AZADÎ RECHTSHILFEFONDS
            für Kurdinnen und Kurden in Deutschland e.V.

Pressemitteilung

 

13. August 2006


Eine unendlich traurige Geschichte:

Der deutsche Staat und die Lösung der kurdischen Frage

Statt Dialog wieder Verhaftungen

Am 8. August nahmen Beamte des Bundeskriminalamtes (BKA) den kurdischen Politiker und Journalisten, Muzaffer A., am Mannheimer Hauptbahnhof fest. Die Bundesanwaltschaft (BAW) wirft ihm vor, seit Juli 2005 als hauptamtlicher Kader der PKK bzw. des KONGRA-GEL das südliche Bundesgebiet verantwortlich geleitet zu haben. Als mutmaßlicher „Rädelsführer“ sei er damit als mutmaßlicher „Rädelsführer“ im „Funktionärskörper“ der in Deutschland bestehenden und als „kriminelle Vereinigung“ eingestuften PKK beteiligt gewesen. Durch seine Tätigkeit habe er dazu beigetragen, den „organisatorischen Zusammenhalt“ zu festigen.
Muzaffer A., der vor drei Jahren in die Bundesrepublik eingereist war und erst kürzlich als politischer Flüchtling anerkannt worden ist, verbrachte aufgrund seiner politischen Arbeit bereits über zwanzig Jahre in verschiedenen Gefängnissen der Türkei.
Seit Jahren setzt sich der Kurde auch journalistisch – u.a. für die Tageszeitung „Özgür Politika“ – in zahlreichen Beiträgen, Analysen und Kommentaren für einen Dialog und eine friedlich-politische Lösung des Kurden-Konfliktes ein.
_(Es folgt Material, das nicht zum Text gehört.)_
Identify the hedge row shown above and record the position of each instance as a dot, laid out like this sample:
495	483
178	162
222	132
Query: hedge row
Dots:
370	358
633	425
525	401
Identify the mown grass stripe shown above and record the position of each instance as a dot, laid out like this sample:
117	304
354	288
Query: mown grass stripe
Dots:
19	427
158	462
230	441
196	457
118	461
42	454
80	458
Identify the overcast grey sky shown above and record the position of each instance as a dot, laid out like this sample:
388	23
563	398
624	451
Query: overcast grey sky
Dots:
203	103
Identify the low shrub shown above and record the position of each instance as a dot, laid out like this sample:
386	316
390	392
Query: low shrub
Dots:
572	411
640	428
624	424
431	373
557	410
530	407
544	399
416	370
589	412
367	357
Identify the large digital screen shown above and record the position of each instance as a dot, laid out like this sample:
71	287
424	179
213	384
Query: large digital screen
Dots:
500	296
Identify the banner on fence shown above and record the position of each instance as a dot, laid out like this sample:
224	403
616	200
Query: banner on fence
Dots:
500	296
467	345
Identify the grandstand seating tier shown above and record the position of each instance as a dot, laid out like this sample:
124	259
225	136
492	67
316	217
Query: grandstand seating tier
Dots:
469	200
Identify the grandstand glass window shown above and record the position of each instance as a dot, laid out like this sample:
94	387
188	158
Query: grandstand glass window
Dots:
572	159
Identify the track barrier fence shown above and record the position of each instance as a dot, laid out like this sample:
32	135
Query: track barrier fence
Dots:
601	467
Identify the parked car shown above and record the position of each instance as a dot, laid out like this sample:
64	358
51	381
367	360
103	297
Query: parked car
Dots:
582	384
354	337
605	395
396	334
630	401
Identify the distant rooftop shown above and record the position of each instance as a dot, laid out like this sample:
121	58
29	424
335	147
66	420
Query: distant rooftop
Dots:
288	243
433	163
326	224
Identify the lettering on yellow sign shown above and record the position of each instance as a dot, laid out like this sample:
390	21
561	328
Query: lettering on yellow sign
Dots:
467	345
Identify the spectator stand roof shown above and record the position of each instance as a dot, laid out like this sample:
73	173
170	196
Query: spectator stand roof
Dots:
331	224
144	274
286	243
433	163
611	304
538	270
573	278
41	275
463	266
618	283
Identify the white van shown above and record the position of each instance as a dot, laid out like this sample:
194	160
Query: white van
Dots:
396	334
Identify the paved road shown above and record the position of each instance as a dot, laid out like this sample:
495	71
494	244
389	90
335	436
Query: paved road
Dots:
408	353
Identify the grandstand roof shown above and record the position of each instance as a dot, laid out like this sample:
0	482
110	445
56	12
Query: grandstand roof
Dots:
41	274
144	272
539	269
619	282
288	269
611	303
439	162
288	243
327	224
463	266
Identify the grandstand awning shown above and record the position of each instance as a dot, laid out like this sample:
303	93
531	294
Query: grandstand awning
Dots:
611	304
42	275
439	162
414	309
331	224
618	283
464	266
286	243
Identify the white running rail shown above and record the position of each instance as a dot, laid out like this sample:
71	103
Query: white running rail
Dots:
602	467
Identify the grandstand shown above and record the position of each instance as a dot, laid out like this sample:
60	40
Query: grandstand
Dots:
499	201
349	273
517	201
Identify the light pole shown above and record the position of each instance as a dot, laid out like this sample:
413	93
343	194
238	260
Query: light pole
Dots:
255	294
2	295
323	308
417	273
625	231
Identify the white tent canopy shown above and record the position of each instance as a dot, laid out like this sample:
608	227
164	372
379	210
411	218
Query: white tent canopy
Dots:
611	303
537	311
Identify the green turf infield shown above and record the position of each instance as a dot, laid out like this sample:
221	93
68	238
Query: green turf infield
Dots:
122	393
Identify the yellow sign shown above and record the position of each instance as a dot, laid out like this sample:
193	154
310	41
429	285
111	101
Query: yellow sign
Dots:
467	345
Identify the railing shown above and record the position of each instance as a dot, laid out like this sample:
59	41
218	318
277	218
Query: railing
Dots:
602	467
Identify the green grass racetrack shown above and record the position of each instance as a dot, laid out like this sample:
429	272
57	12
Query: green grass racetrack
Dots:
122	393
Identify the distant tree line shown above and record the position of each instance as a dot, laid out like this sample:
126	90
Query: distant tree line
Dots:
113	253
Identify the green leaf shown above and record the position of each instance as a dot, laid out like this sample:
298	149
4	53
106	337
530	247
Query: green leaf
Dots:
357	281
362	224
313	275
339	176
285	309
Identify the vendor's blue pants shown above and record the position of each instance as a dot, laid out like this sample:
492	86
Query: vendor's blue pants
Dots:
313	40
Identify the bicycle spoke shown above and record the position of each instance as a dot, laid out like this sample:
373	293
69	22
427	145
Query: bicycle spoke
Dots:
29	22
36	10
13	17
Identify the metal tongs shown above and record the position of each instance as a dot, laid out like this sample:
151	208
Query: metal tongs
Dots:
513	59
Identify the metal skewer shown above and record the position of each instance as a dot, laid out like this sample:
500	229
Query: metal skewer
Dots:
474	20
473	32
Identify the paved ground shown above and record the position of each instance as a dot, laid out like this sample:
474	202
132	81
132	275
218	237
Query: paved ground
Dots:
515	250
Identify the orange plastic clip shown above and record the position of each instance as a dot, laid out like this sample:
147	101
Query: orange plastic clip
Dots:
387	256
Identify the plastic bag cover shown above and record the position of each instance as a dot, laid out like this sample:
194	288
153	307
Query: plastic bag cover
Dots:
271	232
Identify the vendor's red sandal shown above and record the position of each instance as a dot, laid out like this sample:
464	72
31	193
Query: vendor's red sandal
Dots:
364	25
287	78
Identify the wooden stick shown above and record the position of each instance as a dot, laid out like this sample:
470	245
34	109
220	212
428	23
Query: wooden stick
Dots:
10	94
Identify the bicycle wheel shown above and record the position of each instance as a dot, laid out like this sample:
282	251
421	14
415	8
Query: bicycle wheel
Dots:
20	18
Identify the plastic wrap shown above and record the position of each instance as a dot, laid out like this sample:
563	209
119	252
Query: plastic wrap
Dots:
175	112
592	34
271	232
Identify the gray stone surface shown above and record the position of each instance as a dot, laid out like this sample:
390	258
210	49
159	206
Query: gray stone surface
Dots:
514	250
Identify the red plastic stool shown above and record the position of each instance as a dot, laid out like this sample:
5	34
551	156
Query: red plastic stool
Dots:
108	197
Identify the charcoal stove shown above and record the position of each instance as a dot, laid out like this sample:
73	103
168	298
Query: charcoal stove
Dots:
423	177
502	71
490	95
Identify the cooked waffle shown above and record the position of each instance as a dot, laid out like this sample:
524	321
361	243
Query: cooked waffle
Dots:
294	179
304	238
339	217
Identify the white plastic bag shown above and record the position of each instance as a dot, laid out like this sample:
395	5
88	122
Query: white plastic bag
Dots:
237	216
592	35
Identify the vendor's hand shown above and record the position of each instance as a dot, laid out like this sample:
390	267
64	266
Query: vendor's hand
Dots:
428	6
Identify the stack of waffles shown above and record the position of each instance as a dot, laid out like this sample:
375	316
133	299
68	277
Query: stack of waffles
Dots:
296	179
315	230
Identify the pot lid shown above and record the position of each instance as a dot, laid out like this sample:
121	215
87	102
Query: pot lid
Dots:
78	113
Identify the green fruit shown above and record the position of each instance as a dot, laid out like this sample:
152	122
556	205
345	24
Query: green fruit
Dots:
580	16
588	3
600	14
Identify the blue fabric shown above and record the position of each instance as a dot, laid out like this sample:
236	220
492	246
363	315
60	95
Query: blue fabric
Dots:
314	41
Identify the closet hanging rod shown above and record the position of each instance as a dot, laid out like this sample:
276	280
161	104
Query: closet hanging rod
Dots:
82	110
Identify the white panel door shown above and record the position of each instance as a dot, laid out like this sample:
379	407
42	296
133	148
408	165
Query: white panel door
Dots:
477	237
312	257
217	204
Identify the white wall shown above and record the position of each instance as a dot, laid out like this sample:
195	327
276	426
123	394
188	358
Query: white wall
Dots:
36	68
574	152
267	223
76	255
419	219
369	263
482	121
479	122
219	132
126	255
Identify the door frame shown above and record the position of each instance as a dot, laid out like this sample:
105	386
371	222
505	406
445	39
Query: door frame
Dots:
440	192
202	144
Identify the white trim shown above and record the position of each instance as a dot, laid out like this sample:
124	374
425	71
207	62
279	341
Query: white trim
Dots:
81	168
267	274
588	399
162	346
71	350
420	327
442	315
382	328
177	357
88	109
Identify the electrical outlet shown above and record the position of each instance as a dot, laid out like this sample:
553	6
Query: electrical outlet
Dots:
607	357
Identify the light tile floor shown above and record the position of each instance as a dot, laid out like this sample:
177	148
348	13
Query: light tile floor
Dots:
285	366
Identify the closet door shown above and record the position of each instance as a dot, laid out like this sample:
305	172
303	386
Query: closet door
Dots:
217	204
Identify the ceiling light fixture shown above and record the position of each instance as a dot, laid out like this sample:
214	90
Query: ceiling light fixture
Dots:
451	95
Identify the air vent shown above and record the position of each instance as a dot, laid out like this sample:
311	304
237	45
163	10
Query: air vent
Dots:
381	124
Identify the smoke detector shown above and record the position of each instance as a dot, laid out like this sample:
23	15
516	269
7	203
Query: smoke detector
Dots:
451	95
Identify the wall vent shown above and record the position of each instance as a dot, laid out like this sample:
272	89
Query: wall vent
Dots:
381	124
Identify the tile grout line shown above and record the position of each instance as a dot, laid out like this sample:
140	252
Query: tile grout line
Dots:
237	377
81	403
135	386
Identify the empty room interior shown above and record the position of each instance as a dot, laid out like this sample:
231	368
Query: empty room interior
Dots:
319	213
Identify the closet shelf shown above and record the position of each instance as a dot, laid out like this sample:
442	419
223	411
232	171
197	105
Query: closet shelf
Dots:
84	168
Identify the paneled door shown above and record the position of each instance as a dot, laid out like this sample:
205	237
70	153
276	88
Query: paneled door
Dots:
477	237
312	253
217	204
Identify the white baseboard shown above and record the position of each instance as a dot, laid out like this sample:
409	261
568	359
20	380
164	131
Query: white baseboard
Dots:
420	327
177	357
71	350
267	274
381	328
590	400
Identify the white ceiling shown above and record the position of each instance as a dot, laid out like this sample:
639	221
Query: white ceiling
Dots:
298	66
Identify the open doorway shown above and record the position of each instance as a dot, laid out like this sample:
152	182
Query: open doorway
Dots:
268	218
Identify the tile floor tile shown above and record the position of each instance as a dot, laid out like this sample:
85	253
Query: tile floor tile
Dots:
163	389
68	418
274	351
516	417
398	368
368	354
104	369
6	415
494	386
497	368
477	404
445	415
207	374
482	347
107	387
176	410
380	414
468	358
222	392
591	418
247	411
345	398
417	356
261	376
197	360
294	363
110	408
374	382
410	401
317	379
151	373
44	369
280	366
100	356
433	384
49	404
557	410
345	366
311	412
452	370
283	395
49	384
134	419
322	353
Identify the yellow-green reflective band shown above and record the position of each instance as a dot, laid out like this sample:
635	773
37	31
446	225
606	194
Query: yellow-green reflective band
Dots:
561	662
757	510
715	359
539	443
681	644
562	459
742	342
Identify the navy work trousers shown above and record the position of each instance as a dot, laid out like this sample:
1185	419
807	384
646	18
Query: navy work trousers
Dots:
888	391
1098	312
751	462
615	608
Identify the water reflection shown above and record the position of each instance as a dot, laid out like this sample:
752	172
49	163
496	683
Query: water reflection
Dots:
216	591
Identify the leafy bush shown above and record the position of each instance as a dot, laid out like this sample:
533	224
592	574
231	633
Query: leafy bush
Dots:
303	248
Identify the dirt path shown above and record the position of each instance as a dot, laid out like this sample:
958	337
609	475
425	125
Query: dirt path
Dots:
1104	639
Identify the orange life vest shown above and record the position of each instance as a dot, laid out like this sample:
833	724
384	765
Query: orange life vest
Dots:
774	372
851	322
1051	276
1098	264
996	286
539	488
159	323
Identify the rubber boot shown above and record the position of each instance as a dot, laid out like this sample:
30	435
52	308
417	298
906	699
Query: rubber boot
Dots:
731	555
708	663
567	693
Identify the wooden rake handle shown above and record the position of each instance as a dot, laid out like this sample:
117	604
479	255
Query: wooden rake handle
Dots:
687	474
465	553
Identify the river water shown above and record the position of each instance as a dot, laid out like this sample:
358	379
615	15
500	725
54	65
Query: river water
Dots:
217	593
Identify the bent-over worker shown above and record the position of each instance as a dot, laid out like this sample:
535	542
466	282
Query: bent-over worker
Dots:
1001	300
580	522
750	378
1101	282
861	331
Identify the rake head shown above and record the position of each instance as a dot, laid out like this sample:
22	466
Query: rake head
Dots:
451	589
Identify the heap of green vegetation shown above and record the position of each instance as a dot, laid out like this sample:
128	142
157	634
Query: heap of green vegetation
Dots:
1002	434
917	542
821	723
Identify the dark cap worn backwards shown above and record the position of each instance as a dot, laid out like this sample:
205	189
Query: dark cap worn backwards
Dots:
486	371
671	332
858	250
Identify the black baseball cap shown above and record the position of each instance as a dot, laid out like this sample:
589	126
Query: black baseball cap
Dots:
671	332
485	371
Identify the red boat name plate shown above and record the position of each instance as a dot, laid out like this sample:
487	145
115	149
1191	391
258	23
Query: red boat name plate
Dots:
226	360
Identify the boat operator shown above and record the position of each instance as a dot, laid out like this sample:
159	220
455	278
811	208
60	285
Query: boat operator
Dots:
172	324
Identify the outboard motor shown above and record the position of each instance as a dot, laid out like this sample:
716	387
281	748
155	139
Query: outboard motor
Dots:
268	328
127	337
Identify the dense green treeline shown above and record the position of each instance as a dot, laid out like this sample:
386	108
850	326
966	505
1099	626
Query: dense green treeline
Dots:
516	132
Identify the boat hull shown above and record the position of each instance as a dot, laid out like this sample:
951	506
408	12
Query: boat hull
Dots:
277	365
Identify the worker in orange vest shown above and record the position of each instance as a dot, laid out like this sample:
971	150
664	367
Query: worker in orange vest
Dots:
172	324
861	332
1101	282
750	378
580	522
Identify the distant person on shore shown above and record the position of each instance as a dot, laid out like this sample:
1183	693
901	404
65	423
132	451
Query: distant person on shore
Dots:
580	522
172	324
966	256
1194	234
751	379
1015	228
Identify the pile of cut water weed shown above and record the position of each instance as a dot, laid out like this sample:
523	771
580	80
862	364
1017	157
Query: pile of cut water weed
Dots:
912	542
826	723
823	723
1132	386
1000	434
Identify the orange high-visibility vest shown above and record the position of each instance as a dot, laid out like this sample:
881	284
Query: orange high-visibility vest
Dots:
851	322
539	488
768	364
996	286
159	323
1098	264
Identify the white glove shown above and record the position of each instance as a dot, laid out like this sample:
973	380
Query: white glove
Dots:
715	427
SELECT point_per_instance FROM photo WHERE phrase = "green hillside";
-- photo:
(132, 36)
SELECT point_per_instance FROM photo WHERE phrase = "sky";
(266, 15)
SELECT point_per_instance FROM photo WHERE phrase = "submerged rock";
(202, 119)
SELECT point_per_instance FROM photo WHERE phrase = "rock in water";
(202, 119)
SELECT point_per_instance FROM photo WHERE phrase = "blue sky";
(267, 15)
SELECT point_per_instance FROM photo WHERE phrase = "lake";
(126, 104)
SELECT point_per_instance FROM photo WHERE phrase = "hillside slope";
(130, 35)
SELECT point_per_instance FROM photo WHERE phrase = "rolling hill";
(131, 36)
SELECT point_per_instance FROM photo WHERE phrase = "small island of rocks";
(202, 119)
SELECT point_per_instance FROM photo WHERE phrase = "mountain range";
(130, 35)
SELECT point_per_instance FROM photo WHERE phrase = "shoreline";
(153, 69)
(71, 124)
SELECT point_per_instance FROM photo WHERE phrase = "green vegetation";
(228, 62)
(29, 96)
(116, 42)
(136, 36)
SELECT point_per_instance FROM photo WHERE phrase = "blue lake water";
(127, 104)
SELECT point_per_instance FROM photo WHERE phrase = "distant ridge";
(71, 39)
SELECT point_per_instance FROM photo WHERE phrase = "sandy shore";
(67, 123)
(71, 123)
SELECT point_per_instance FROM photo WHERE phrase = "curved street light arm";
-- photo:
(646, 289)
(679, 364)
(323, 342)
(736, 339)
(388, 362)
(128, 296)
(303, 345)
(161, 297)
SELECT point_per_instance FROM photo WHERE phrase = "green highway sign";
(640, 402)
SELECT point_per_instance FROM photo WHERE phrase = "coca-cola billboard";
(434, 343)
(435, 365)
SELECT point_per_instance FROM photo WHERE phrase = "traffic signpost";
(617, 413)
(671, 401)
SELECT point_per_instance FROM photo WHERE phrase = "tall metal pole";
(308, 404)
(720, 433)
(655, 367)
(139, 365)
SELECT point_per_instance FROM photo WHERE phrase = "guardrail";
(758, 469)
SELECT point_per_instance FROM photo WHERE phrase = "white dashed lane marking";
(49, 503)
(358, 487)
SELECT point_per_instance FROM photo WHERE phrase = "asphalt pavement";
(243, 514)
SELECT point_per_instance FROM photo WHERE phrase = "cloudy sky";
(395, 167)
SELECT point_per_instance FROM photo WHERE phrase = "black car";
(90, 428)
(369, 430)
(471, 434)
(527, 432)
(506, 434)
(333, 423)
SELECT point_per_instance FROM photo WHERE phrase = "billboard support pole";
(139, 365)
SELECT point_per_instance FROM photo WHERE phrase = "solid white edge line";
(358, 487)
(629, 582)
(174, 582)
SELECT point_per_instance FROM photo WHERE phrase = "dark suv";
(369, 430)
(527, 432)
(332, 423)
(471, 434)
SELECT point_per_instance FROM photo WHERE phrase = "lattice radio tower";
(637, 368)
Ein weiterer Haftbefehl richtete sich nur einen Tag später gegen den kurdischen Journalisten Riza E., der am 9. August in Duisburg festgenommen wurde. Er ist 1994 nach Deutschland eingereist und hatte aufgrund politischer Verfolgung in der Türkei hier Asyl beantragt und erhielt eine Anerkennung. Auch Riza E. war wegen seiner journalistischen Tätigkeit in der Türkei zu mehreren Haftstrafen verurteilt worden.

Die beiden jüngsten Verhaftungen offenbaren wieder einmal mehr die enge deutsch-türkische Kooperation. Während die Armee weiterhin Soldaten, Kommando-Einheiten und Konvois mit Hunderten von Panzern und Mannschaftswagen in das Dreiländereck mit Irak und Iran verlegt mit dem Ziel, gegen die kurdische Guerilla, die PKK und den KONGRA-GEL vorzugehen, flankiert Deutschland die militärische Variante der Zerschlagung mit der strafrechtlichen. Alles deutet darauf hin, dass sämtliche Ebenen der kurdischen Organisierung ausgelöscht werden sollen. Für dieses Vorgehen spricht auch, dass in nahezu allen Bundesländern systematisch diejenigen Kurdinnen und Kurden, die sich in kurdischen Vereinen, die der Föderation der kurdischen Vereine in Deutschland – YEK-KOM – angehören oder in der Vergangenheit dort in unterschiedlichen Funktionen aktiv waren, der Asylstatus aberkannt, Einbürgerungsanträge negativ beschieden oder Aufenthaltserlaubnisse nicht verlängert werden. Die kurdische Bevölkerung soll eingeschüchtert und mundtot gemacht werden. Sie soll daran gehindert werden, sich für ihre legitimen Belange zusammenzuschließen.

Es ist als ein Armutszeugnis zu betrachten, dass die politisch Verantwortlichen in Deutschland bisher nicht in der Lage und willens waren, sich politisch mit den hier lebenden Kurdinnen und Kurden und deren vielschichtigen Problemen ernsthaft auseinanderzusetzen. Sie ignorieren konstant alle Bemühungen der Kurden um Dialog und Gesprächsbereitschaft. Offenbar will die deutsche Politik diesen Krieg mit anderen Mitteln, die Kluft zwischen den Menschen vertiefen und die Feindbilder aufrechterhalten.

AZADÎ verurteilt in aller Schärfe die undemokratische und zerstörerische Vorgehensweise der deutschen Politik gegen Kurdinnen und Kurden und ihre Einrichtungen.
AZADÎ fordert die sofortige Freilassung der Gefangenen und ein Ende der Kriminalisierung und politischen Verfolgung in Deutschland.